Final Report for Validation of Problem-Solving Measures

Mar 1999

Howard E. Herl, Harold F. O'Neil Jr., Gregory K. W. K. Chung, Cecilia Bianchi, Shu-ling Wang, Richard Mayer, Charlotte Yeh Lee, Angela Choi, Thomas Suen, and Aileen Tu

In this report we summarize several studies regarding the measurement of problem solving and investigation of the impact of providing content information (Yes/No) and scoring criteria (Yes/No) for two knowledge mapping tasks proposed for use in an international assessment context (the International Life Skills Survey). Reliability and validity issues related to (a) the use of knowledge maps for measuring content understanding, (b) domain-specific problem-solving prompts for measuring participants’ problem-solving strategies, and (c) a self-regulation questionnaire for measuring levels of participants’ metacognition and motivation are presented within the larger context of measuring problem solving.
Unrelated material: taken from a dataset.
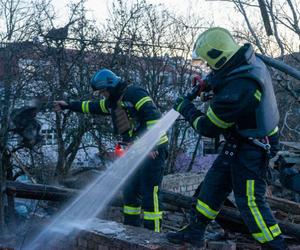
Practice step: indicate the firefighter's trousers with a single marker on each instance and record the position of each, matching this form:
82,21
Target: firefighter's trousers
241,169
142,193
Analyses showed that providing scoring instructions to participants did not significantly affect their performance on knowledge mapping tasks, including measures of content understanding, number of terms of used, and number of links constructed. For one of the two tasks, no gender effects were found for knowledge mapping measures. However, for the other task, there were significant effects found for two knowledge mapping measures, where males constructed significantly greater numbers of links and achieved significantly higher content understanding scores. Finally, providing content information resulted in higher performance scores. In general, there was sufficient reliability and validity to use these new measures at the cross-national level but not at the individual level.

Herl, H. E., O’Neil, H. F. Jr., Chung, G. K. W. K., Bianchi, C., Wang, S., Mayer, R., … Tu, A. (1999). Final report for validation of problem-solving measures (CSE Report 501). Los Angeles: University of California, Los Angeles, National Center for Research on Evaluation, Standards, and Student Testing (CRESST).